Review of “Timor-Leste: The History and Development of Asia’s Newest Nation”

Abraham Joseph and Takako Hamaguchi, Timor-Leste; The History and Development of Asia’s Newest Nation, (London: Rowman & Littlefield International, 2014), 189 pp.

Reviewed by: Ashok Nigam (United Nations Resident Coordinator (UN RC) and United Nations Development Programme Resident Representative (UNDP RR) Kingdom of Saudi Arabia (2014 to present); Formerly UN RC & UNDP RR for Myanmar (2011-2013); and Senior Adviser UNICEF.)

Timor-Leste: The History and Development of Asia’s Newest Nation provides interesting insights into the political history that led to the birth of Timor-Leste as an independent nation. The book examines the fundamental principles of Timor-Leste’s constitution, the economic and social challenges that it faced, and the critical decisions that policymakers took since its birth.

Woman Collecting Water, Timor-Leste. photo credit: UN Photo/Martine Perret.

Timor-Leste, a country with just over a million people (70 percent of whom live in rural areas and are engaged in agriculture), has a fertility rate of 5.7 births per woman and population growth of 2.4 percent. Agricultural output is unable to keep pace with the demand for food. Thus, many suffer from hunger. The country is faced with significant capacity constraints. These constraints start from primary school, where the high drop-out rate is 70 percent. A high drop-out rate indicates that investment in education will be critically important. The authors narrate these and other challenges. At the same time, they show the great potential that the country has and the progress it has already made.

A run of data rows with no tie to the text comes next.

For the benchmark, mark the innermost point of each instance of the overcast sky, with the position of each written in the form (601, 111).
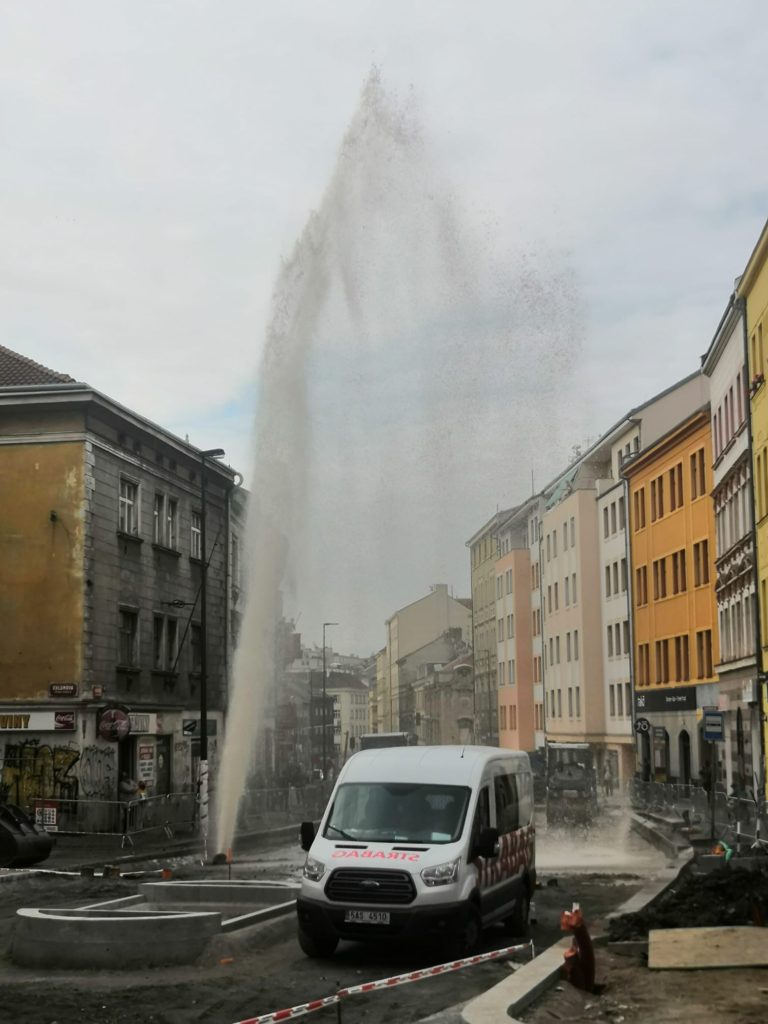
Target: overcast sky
(160, 159)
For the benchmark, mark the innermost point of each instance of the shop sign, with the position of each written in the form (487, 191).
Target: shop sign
(62, 689)
(145, 763)
(674, 698)
(143, 722)
(38, 721)
(190, 726)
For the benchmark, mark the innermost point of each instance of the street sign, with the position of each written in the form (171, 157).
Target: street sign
(713, 725)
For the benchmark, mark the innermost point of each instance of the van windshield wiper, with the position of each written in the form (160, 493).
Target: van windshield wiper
(340, 832)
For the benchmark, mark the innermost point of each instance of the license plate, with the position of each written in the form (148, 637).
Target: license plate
(367, 918)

Timor-Leste has significant growth and human resource potential – with 53 per cent of the population below the age of 19. The country generates US $ 2.5 billion annually in oil and gas revenue. Its per capita gross national income has risen from US $837 in 2005 to US $ 2817 in 2010, but with significant fluctuations in oil income given its dependency on external factors. Non-oil GDP is only US $1 billion. This illustrates how important oil revenue is to the development of the country. The authors show the policy options that the country faced in managing its huge per capita oil revenues; how much to invest today to reduce poverty, how much to put into a natural resource fund for the future; how to manage the fund; how much to invest in infrastructure, in agriculture, and social sectors; how to decide on investments in human capital required for long-term growth; how does the nation factor in the environmental concerns; and so on. These are some of the choices that the leaders of Timor-Leste have had to make. Such policy choices are not unique to Timor-Leste. However, how this small country chooses between them can serve as a lesson for many other larger resource rich countries. The authors have covered the landscape comprehensively given their complementary backgrounds – with Abraham being a development planner and Takako having worked on children’s issues with UNICEF.

The authors show how the people and the leaders responded to the breakdown in law and order in 2006. They

Timor-Leste Holds Parliamentary Elections. photo credit: UN Photo/Martine Perret.

demonstrate that post-conflict transition is not necessarily without bumps. Abraham and Takako show how partnerships are critically important for any nation, particularly a small one, and how claims over the ownership of off-shore oil and gas can and need to be resolved expeditiously and peacefully. They narrate how the Timor-Leste’s government responds to the many challenges and policy options to achieve its long-term Strategic Plan to 2030. It is worth mentioning that beyond all the challenges and priorities President Ramos-Horta has declared that “[n]othing is more important in a new nation than providing children with an education.” (p 175).

Although each post-conflict country is different, with its unique set of complexities, Timor-Leste is an example of how resource-rich countries can transition from decades of conflict and occupation to a sovereign democratic state.  Timor-Leste’s transition also demonstrates the importance of democratic good governance.

Timor-Leste Celebrates Anniversary of Independence Referendum. photo credit: UN Photo/Martine Perret.

The authors of Timor-Leste: The History and Development of Asia’s Newest Nation have chronicled very well the early years of development of Timor-Leste as a sovereign state.   Beyond those interested in learning about the development of Timor-Leste since its independence, the book will be useful for political leaders, development planners, policy makers, and those working for international organizations in post-conflict countries. No country’s journey ever ends, so it will be interesting to follow Timor-Leste’s development to 2030. This book provides a baseline for putting into perspective what is to come.